Before you plan your ensemble, find out if the company has a dress code either by asking someone who works there or by calling human resources. Show the employer you're a good fit for the team by tailoring your outfit to the company's standards. Err on the conservative side, with tailored, classic clothing and neutral or muted colors. Avoid trendy clothing or designer clothing with conspicuous labels. How formal you should dress depends on what kind of job you're applying for. For example, a vice president position requires more formality than a retail sales job. Career experts recommend that you dress a notch above the position you're interviewing for. If you're applying for an office position where you'd normally wear a blouse and slacks, dress slightly more formally, for example, with a two-piece skirted suit.
Career website QuintCareers recommends a skirted suit in a conservative color such as black, navy blue, gray, beige or brown. A more casual alternative is a blazer and skirt with a white blouse. While many employers and career experts view pantsuits as appropriate workplace and interview attire, others disagree, so QuintCareers advises playing it safe by choosing a skirt, instead. Skirts should fall at the knee or slightly below. If you choose a longer skirt, opt for a narrow one that will drape neatly across your legs when you sit. The Virginia Tech Career Services office recommends choosing a hem length by wearing the skirt and sitting in front of a mirror so you can see what your interviewer will see. Stay away from revealing clothing such as low-cut blouses, sleeveless dresses or tops or short skirts.
Keep jewelry to a minimum and avoid large earrings, necklaces, bracelets, brooches or other pieces. However, a small pair of earrings or a pendant can add style and sophistication to an outfit, and a colorful scarf enlivens your ensemble without being gaudy or showy. If you're interviewing for a position in a creative field such as advertising, you can use accessories to project your creativity. Carry a small handbag in a neutral or conservative color instead of a large satchel or tote bag. Or, skip the purse and carry a briefcase instead.

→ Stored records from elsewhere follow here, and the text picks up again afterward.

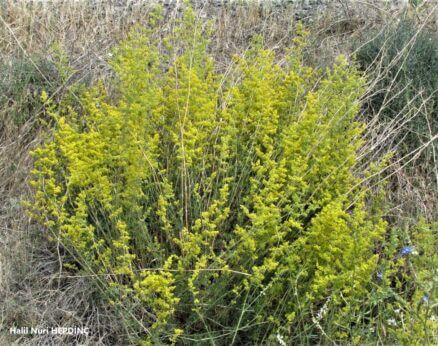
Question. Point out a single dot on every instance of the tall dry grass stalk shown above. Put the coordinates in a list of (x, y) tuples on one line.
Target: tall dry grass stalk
[(87, 30)]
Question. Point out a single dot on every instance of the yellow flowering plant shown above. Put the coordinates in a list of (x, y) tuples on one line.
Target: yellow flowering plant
[(223, 206)]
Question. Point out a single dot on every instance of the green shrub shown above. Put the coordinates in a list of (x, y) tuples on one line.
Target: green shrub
[(217, 208), (21, 83), (405, 58)]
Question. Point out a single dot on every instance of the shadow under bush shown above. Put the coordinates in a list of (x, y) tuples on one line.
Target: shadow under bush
[(216, 207)]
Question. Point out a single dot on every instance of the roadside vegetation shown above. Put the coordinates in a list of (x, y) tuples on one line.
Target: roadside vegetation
[(234, 174)]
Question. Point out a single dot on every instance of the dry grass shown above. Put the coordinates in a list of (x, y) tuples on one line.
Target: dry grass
[(30, 291)]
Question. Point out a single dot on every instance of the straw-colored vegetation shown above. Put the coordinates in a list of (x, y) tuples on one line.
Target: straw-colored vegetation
[(235, 174)]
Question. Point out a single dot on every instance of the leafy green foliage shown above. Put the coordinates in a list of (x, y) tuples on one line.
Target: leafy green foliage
[(217, 208), (406, 57)]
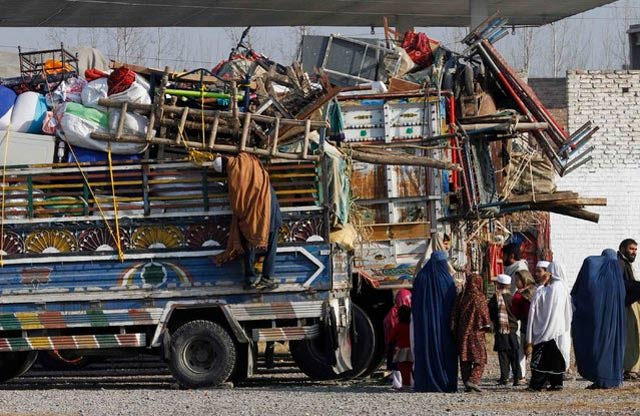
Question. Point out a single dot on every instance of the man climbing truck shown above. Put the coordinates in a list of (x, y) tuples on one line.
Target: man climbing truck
[(77, 276)]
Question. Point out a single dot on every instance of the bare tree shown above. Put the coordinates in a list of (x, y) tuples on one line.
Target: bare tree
[(523, 48), (129, 43), (624, 14)]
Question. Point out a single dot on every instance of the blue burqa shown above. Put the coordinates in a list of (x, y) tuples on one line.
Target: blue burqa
[(434, 294), (599, 320)]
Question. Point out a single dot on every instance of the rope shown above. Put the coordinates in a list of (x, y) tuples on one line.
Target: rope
[(4, 173), (95, 199), (115, 202)]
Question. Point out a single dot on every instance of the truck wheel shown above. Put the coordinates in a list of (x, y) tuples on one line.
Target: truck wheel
[(63, 360), (15, 364), (202, 354), (315, 360)]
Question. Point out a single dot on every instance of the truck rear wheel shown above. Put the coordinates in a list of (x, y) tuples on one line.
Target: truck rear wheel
[(202, 354), (15, 364), (315, 360)]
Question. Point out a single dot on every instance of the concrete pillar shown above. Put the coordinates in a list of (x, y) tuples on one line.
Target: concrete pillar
[(478, 11)]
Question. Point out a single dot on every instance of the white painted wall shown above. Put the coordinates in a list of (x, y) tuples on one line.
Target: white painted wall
[(614, 173)]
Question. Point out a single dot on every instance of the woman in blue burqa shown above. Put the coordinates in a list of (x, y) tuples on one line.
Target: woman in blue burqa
[(434, 293), (598, 326)]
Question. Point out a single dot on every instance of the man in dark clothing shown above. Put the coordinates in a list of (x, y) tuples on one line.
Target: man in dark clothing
[(627, 255), (506, 327)]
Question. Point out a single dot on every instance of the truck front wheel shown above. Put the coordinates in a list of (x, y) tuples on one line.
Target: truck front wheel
[(202, 354), (15, 364)]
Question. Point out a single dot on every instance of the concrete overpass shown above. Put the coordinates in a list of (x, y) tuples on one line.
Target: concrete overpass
[(226, 13)]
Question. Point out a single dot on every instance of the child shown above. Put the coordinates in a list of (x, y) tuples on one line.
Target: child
[(505, 327), (403, 298), (401, 339)]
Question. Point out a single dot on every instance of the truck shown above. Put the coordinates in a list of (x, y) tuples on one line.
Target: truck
[(108, 258)]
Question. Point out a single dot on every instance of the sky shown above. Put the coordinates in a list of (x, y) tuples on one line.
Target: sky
[(595, 39)]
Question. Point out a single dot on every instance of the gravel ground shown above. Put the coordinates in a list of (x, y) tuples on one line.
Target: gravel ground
[(149, 390)]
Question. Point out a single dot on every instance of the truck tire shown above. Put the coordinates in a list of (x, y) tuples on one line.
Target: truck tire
[(63, 360), (202, 354), (15, 364), (315, 360)]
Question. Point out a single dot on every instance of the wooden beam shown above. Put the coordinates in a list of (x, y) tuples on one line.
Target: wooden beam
[(403, 160), (521, 199)]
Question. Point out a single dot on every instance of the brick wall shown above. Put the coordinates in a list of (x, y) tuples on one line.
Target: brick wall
[(610, 99), (553, 94)]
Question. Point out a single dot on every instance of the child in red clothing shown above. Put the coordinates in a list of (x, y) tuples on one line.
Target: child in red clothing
[(401, 338)]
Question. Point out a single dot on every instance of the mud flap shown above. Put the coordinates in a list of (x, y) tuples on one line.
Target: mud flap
[(339, 322)]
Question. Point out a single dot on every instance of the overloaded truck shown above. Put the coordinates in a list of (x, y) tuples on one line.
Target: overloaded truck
[(79, 278), (105, 253)]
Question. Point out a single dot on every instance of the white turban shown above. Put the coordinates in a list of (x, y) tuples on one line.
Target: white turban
[(504, 279), (543, 264)]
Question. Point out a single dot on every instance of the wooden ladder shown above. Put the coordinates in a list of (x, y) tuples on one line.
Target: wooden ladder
[(226, 131)]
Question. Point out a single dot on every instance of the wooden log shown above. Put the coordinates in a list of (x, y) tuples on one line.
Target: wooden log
[(403, 159), (222, 148), (123, 115), (146, 108), (577, 202), (214, 130), (505, 126), (520, 199), (579, 213)]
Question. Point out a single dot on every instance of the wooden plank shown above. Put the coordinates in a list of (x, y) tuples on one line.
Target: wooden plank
[(123, 115), (520, 199), (579, 213), (576, 201), (406, 231)]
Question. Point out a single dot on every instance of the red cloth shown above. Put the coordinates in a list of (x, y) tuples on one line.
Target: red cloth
[(403, 298), (470, 318), (92, 74), (406, 370), (419, 48), (520, 307), (401, 335), (120, 80)]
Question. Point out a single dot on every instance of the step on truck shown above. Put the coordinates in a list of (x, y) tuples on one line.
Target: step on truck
[(110, 258)]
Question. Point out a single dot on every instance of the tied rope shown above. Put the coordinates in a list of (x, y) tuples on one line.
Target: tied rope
[(115, 236), (115, 202), (4, 173)]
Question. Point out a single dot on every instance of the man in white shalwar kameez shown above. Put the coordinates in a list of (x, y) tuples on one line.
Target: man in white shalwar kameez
[(548, 330)]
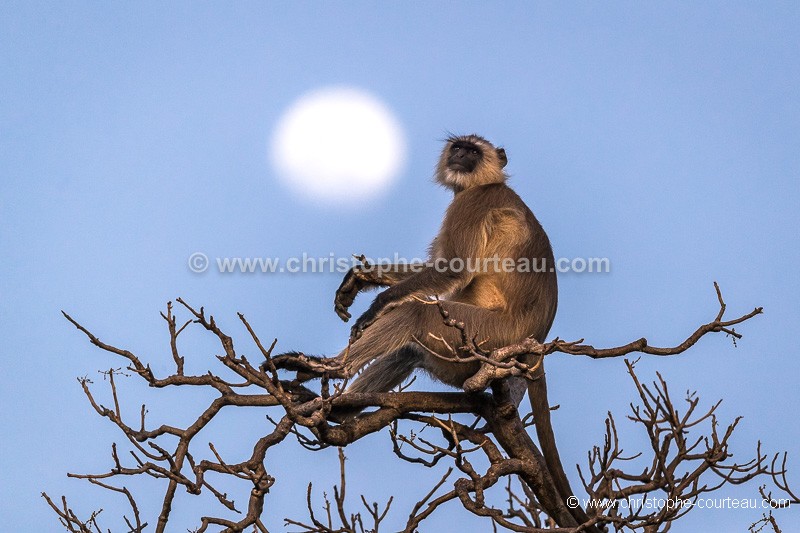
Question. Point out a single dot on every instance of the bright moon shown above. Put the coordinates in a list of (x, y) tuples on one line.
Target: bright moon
[(338, 145)]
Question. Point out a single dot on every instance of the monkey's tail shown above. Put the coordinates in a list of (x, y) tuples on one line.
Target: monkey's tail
[(537, 391)]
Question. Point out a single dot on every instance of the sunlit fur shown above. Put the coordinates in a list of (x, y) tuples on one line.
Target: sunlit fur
[(489, 170), (485, 219)]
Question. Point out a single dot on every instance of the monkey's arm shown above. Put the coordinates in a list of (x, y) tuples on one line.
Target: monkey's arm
[(360, 278), (428, 281)]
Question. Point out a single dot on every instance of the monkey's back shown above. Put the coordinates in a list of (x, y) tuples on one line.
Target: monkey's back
[(514, 267)]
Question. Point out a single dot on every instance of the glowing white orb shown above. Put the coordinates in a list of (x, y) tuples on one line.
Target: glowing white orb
[(338, 145)]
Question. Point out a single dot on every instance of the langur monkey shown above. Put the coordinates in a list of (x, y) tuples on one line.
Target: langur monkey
[(498, 307)]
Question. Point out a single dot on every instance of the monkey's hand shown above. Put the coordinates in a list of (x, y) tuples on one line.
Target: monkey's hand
[(379, 307), (356, 280)]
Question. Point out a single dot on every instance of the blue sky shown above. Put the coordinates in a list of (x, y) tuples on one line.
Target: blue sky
[(665, 137)]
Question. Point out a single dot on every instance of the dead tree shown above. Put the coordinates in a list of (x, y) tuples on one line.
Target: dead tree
[(688, 456)]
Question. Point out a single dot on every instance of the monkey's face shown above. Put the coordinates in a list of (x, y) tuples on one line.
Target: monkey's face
[(470, 161), (464, 156)]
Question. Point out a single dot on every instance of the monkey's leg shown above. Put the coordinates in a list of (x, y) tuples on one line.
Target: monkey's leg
[(384, 374)]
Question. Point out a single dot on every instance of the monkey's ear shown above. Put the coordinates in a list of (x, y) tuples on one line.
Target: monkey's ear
[(501, 154)]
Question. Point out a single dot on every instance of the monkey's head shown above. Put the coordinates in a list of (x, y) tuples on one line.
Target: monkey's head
[(470, 161)]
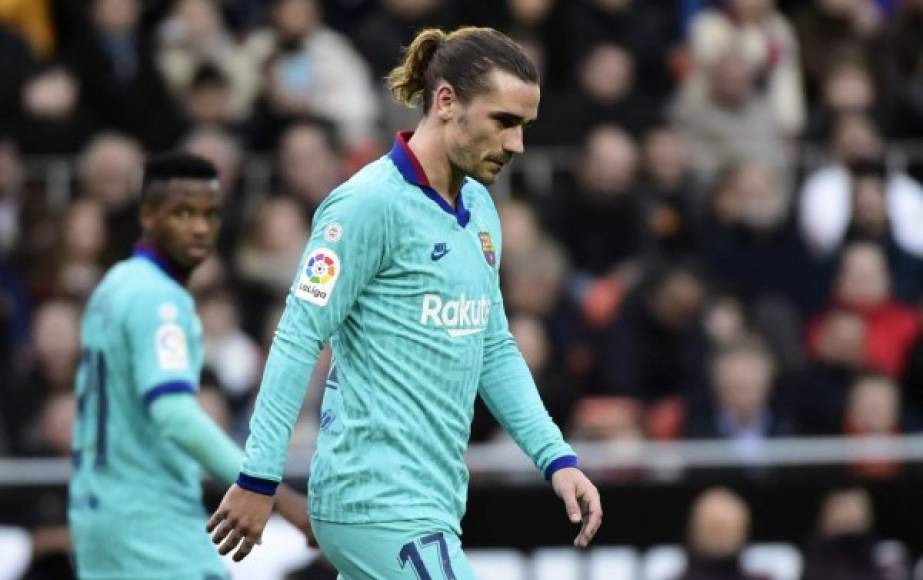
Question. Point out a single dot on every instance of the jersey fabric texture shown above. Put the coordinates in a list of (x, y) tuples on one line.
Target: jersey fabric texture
[(135, 506), (405, 288), (393, 550)]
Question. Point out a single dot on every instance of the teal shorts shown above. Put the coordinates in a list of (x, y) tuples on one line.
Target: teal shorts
[(413, 550)]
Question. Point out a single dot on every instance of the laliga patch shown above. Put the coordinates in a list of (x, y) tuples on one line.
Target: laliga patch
[(171, 347), (318, 277), (333, 232)]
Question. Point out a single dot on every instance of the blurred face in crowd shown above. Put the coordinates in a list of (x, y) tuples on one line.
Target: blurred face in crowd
[(110, 171), (84, 231), (666, 156), (294, 19), (52, 94), (183, 221), (116, 16), (199, 18), (483, 135), (854, 138), (742, 380), (678, 301), (849, 89), (863, 278), (874, 406), (310, 167), (719, 525), (610, 163), (606, 74), (731, 80), (846, 512), (870, 212), (842, 340), (219, 148)]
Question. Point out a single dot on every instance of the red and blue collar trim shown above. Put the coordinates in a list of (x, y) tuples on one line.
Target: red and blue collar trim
[(410, 168), (148, 251)]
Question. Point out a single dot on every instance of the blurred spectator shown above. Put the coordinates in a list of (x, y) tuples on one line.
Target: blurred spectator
[(766, 41), (825, 200), (670, 203), (232, 354), (79, 259), (114, 60), (310, 163), (54, 118), (863, 287), (845, 545), (754, 251), (194, 38), (729, 119), (110, 172), (830, 30), (719, 527), (820, 400), (848, 89), (15, 66), (645, 28), (49, 369), (604, 93), (741, 408), (268, 256), (308, 69), (656, 348), (598, 217)]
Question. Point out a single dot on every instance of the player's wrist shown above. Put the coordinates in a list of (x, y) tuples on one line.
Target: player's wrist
[(257, 484), (560, 463)]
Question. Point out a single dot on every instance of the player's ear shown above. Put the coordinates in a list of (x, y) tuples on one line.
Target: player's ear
[(444, 101)]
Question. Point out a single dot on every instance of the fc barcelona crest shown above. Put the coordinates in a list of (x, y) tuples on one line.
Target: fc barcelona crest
[(487, 246)]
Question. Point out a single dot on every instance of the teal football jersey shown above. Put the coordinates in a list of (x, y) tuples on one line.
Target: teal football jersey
[(405, 287), (135, 505)]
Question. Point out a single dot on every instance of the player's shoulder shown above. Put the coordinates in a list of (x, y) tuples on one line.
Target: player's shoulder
[(373, 186)]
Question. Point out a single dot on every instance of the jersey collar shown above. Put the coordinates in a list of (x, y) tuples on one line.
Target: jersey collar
[(148, 251), (410, 168)]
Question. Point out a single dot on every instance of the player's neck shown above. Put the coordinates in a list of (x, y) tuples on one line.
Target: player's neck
[(429, 148)]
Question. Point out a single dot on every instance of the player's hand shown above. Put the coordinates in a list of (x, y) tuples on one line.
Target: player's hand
[(581, 499), (239, 519), (293, 506)]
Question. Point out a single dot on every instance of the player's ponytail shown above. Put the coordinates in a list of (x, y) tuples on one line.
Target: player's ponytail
[(464, 58), (407, 81)]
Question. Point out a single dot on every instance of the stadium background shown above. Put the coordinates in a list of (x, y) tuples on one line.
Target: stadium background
[(713, 254)]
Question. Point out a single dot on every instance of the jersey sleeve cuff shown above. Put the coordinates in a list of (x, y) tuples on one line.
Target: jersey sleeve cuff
[(560, 463), (257, 484), (166, 388)]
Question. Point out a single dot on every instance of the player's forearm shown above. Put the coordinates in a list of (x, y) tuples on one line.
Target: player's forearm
[(181, 419), (278, 404), (510, 393)]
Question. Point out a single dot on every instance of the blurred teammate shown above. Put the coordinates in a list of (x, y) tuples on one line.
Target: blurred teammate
[(135, 505), (401, 275)]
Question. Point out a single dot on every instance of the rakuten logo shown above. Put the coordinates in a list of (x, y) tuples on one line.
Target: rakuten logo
[(459, 317)]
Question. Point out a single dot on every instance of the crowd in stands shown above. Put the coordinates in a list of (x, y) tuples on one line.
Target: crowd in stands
[(729, 245)]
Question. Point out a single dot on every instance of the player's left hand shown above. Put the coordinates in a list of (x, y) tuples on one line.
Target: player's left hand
[(239, 519), (581, 499)]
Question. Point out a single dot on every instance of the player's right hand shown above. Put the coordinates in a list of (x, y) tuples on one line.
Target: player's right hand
[(239, 519)]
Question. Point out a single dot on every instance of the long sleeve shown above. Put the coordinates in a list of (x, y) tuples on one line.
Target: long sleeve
[(180, 418), (508, 389), (346, 249)]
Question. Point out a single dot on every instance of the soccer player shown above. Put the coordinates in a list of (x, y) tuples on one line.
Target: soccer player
[(401, 275), (135, 506)]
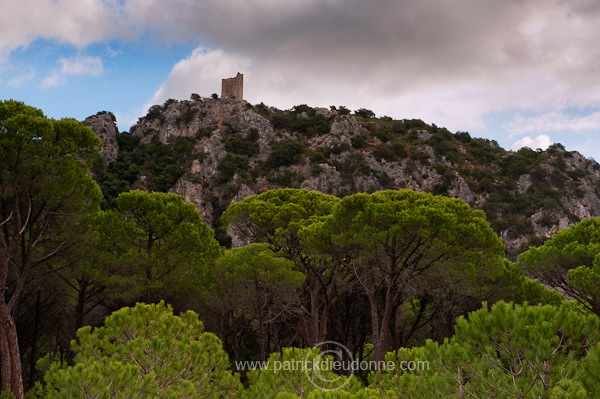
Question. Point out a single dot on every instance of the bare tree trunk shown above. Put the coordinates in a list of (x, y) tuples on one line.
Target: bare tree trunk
[(11, 358)]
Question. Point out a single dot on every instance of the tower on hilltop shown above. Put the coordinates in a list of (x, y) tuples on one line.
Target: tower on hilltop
[(233, 87)]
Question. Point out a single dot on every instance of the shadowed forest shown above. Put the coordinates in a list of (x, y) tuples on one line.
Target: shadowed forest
[(116, 292)]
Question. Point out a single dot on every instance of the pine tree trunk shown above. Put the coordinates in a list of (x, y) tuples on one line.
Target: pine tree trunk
[(10, 358)]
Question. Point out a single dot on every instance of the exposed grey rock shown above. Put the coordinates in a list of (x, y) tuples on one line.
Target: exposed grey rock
[(212, 122), (104, 125)]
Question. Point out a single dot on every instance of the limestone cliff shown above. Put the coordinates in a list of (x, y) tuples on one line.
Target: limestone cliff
[(105, 127), (242, 149)]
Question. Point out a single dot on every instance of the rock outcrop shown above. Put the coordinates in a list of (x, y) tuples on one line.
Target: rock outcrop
[(104, 124), (247, 149)]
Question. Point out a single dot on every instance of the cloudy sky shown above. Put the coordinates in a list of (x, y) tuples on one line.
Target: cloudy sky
[(521, 72)]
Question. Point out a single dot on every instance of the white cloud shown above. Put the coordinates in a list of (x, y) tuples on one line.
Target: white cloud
[(201, 73), (449, 64), (77, 22), (542, 142), (20, 80), (74, 66), (554, 121)]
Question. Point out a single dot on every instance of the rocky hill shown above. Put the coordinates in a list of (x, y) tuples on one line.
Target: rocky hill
[(214, 151)]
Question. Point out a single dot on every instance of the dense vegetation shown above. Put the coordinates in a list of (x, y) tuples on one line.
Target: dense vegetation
[(526, 194), (386, 279)]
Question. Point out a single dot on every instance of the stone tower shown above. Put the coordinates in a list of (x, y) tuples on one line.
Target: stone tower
[(233, 87)]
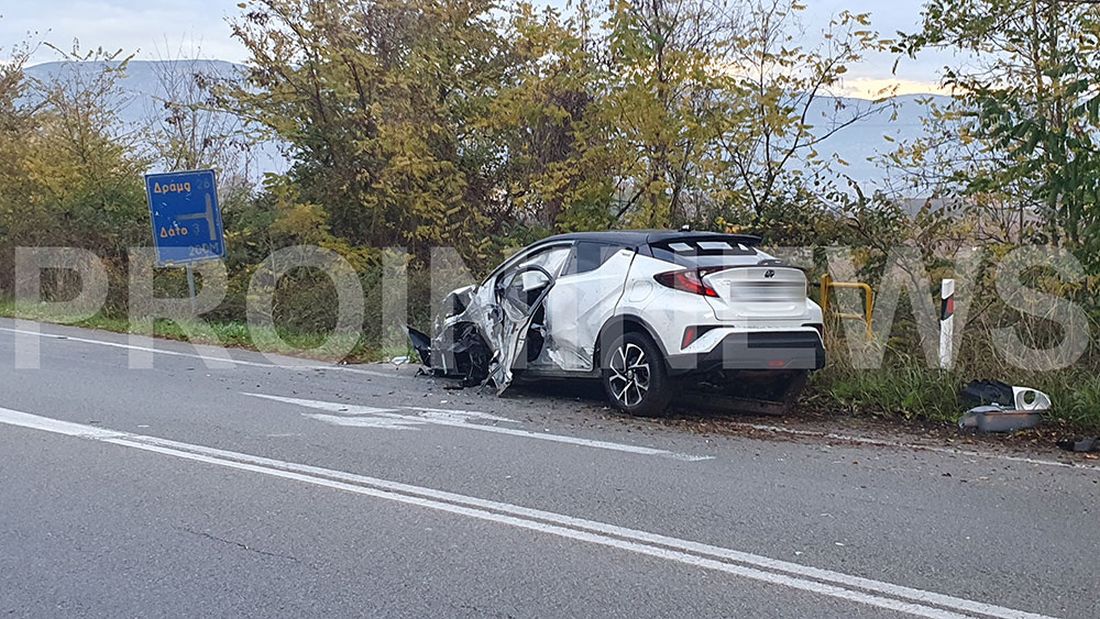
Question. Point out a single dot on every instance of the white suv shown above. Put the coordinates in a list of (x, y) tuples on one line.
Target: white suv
[(645, 311)]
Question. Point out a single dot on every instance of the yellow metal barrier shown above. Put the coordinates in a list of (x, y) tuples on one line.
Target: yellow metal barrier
[(868, 301)]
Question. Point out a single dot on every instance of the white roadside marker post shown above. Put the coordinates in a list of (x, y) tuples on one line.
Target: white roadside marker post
[(947, 323)]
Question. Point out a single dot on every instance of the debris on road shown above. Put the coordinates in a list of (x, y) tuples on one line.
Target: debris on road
[(1003, 408), (1081, 445)]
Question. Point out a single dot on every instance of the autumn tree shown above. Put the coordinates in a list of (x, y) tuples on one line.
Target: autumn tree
[(1026, 95), (787, 106)]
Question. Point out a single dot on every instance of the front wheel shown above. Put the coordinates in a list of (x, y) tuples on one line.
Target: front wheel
[(635, 376)]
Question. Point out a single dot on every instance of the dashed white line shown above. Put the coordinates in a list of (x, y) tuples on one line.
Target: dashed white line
[(462, 419), (933, 449), (293, 364), (823, 582)]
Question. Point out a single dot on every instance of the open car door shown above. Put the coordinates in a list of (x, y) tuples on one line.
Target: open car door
[(519, 295)]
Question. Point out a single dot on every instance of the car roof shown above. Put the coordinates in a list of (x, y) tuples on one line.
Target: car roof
[(637, 238)]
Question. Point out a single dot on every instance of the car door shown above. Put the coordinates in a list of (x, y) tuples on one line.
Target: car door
[(520, 291), (581, 301)]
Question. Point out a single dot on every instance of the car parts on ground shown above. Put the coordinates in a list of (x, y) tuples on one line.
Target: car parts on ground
[(645, 311), (1003, 408)]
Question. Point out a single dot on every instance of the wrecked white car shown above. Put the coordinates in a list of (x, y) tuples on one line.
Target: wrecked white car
[(648, 312)]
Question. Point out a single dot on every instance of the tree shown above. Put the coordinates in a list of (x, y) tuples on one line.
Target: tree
[(787, 104), (382, 107), (1029, 92)]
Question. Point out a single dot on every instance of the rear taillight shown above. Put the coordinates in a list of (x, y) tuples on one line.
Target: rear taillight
[(686, 280)]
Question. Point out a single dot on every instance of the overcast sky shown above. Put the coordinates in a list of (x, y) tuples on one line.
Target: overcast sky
[(161, 29)]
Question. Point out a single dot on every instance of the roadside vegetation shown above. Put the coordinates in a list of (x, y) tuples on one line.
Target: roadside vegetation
[(484, 125)]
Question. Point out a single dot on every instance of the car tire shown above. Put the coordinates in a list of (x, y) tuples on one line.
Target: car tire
[(635, 375)]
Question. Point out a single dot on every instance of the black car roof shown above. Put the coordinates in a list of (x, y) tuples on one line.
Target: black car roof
[(637, 238)]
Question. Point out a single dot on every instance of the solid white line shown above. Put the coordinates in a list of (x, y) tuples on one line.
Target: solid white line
[(914, 601), (934, 449), (216, 360), (493, 429)]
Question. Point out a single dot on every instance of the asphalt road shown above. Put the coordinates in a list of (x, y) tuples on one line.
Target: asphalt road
[(274, 487)]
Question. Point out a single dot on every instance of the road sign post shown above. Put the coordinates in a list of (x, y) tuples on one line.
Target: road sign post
[(186, 219)]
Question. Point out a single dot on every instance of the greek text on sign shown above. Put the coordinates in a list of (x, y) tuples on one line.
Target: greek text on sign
[(186, 218)]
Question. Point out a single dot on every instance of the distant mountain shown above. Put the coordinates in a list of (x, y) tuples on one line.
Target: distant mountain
[(143, 87)]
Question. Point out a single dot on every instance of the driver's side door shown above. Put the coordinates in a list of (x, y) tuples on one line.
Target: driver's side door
[(520, 291)]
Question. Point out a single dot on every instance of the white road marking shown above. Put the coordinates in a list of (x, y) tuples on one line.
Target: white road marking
[(216, 360), (757, 567), (933, 449), (862, 440), (463, 418)]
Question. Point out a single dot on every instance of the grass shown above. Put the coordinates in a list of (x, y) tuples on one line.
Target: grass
[(223, 333), (903, 388)]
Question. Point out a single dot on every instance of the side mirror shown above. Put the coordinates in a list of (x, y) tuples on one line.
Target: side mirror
[(520, 291)]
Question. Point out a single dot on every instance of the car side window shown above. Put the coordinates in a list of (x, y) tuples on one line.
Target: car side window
[(550, 258), (587, 256)]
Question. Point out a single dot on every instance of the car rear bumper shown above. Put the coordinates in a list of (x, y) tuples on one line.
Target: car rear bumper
[(732, 349)]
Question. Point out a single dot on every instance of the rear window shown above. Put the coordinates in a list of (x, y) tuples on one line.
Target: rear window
[(701, 252), (589, 256)]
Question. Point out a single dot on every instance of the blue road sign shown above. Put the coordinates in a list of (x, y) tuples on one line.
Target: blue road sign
[(186, 218)]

Wear close-toed, low-heeled shoes in conservative colors.
Hair and Makeup
Hair can be worn down or pulled back, but should be neat. Wear minimal makeup in neutral colors that complement your face rather than drawing attention to themselves. Red lipstick and shimmery eye shadows, for example, are too harsh for daytime and will detract from the rest of your ensemble. Skip the perfume, fragrant lotions and scented hair sprays. Avoid very short or very long fingernails and wear clear nail polish or muted or conservative colors.